Tomczyk v. Detroit, Grand Haven & Milwaukee Railway

255 N.W. 230 | Mich. | 1934

The afternoon of May 20, 1926, plaintiff's decedent drove an automobile upon the track of defendant's railroad at the crossing of the Seven Mile road in the city of Detroit, and was struck by the engine of a passenger train and received injuries causing his death. This suit was brought to recover damages and resulted in a directed verdict for defendant.

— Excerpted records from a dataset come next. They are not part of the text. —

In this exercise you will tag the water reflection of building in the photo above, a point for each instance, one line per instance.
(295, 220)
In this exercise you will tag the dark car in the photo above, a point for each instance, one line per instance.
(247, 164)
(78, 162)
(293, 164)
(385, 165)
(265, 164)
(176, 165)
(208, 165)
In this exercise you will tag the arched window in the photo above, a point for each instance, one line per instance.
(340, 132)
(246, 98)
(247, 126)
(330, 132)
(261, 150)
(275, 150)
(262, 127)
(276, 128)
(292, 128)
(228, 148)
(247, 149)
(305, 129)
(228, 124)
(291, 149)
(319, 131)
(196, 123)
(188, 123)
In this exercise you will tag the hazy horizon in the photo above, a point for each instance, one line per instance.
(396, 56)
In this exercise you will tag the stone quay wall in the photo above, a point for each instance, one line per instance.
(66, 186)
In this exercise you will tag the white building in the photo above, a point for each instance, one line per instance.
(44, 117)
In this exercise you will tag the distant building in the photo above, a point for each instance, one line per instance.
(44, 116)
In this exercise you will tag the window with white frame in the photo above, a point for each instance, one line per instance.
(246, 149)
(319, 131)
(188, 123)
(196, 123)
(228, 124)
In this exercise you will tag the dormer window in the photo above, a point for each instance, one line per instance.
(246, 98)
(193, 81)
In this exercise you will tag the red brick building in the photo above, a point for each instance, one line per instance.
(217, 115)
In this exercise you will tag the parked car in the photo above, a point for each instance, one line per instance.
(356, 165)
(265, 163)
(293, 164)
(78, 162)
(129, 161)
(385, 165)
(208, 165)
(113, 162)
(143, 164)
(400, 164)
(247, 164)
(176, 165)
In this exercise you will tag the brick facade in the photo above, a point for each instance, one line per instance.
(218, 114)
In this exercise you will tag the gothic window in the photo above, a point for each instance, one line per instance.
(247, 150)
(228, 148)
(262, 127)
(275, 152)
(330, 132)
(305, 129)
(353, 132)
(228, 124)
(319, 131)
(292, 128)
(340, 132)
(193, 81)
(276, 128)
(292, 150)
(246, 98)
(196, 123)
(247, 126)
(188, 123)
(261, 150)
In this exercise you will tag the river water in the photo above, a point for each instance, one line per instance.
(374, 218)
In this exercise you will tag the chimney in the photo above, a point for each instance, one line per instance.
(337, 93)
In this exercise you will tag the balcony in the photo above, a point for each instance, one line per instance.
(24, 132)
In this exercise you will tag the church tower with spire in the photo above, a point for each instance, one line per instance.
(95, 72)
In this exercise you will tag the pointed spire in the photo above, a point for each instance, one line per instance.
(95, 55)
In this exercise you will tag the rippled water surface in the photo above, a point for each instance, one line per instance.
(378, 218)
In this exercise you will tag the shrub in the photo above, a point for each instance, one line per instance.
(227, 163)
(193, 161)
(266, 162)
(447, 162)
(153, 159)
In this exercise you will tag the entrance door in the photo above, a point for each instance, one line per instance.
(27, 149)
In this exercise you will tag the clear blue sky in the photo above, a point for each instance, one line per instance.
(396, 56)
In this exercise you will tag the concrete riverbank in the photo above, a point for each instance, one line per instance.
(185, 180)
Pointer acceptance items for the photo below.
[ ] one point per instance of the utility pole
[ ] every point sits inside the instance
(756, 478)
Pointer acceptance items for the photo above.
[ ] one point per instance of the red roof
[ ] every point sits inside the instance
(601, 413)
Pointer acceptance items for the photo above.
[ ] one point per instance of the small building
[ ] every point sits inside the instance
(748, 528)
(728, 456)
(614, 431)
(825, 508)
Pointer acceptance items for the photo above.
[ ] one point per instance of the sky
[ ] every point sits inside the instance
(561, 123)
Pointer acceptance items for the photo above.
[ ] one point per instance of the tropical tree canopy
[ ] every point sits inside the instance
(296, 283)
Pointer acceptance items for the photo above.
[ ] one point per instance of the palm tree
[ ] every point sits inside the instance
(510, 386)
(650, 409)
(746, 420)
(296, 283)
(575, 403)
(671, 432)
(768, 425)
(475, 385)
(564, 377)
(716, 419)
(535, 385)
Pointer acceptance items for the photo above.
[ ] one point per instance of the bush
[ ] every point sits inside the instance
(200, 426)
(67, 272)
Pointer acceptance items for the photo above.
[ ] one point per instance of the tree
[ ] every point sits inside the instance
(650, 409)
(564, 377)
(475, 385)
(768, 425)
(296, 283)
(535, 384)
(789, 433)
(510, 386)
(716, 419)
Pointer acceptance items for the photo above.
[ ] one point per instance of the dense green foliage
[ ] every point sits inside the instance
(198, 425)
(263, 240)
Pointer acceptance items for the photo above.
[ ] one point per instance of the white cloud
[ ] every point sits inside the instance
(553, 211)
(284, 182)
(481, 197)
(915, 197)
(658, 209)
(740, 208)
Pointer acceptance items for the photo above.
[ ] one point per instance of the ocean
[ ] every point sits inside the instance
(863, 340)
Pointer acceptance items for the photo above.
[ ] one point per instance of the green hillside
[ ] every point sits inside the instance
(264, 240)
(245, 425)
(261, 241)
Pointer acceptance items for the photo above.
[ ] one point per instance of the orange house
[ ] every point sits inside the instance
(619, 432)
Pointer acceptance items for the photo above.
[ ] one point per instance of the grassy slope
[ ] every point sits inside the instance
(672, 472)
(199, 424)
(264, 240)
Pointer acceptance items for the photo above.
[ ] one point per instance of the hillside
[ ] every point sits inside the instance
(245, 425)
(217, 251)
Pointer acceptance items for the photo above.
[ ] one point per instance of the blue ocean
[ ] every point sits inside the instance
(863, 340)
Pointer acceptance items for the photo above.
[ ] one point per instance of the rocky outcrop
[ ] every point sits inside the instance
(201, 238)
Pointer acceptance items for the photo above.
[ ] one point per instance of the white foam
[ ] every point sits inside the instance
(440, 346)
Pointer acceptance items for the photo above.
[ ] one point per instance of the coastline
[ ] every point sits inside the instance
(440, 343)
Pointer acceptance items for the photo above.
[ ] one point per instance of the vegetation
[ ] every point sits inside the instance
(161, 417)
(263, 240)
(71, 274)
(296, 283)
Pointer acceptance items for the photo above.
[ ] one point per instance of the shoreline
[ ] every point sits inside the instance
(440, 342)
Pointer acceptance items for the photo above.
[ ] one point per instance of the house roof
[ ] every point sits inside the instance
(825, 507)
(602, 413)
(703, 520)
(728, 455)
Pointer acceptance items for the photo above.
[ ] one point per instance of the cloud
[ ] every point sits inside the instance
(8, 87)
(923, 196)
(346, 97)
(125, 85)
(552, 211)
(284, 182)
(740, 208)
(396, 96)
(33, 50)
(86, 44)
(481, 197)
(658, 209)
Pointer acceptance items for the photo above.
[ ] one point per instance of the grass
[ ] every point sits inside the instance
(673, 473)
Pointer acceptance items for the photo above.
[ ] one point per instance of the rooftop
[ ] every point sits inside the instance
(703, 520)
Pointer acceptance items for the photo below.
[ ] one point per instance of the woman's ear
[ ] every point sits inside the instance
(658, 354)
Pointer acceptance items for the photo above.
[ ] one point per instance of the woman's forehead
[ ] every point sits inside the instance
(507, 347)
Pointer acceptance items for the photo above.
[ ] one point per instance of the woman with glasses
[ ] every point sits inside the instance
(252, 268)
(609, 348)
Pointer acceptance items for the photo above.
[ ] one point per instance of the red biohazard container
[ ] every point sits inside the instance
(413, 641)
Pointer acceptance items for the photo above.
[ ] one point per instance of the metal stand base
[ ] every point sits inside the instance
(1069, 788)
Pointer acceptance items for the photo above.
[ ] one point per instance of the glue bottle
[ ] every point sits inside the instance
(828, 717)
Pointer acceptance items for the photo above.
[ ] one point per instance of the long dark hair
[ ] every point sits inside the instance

Plaintiff's decedent drove east on the Seven Mile road and approached the railroad crossing where there were four tracks crossing the street. A train was going north on the third track from the point of his approach, and that track was 40 feet from the westerly line of the railroad right of way. At that crossing the driver of an automobile, at any point within such 40 feet, had an unobstructed view of the railroad tracks and of the approaching train for upward of a mile. No eyewitness testified to the approach of the automobile to the tracks and the rule of presumptive care on the part of the driver is invoked in behalf of plaintiff. The known facts prevent application of the prima facie presumption accorded by the no eyewitness rule. See Rushford-Surine v. Railway Co., 239 Mich. 19.

Whether the train was being operated at a speed in violation of the city ordinance does not fasten liability upon defendant for plaintiff's decedent's want of care was the proximate cause of the accident.

Objection was made to the testimony of the engineer that the whistle was sounded and the bell *476 was ringing upon approach to the crossing, and exclusion was urged under the rule that it was equally within the knowledge of the deceased (3 Comp. Laws 1929, § 14219). The case ofNoonan v. Volek, 246 Mich. 377, settles the point against the contention.

Plaintiff also relies upon the question of subsequent negligence. The facts negative such an issue. Plaintiff's decedent had ample opportunity to see the approaching train and to stop in a place of safety and, whether he saw the train or not, he was guilty of contributory negligence as a matter of law. See, Downey v. Railway Co., 230 Mich. 243; Brady v.Railway Co., 248 Mich. 406; Richman v. Railway Co., 254 Mich. 607.

Judgment is affirmed, with costs to defendant.

NELSON SHARPE, C.J., and POTTER, NORTH, FEAD, BUTZEL, BUSHNELL, and EDWARD M. SHARPE, JJ., concurred.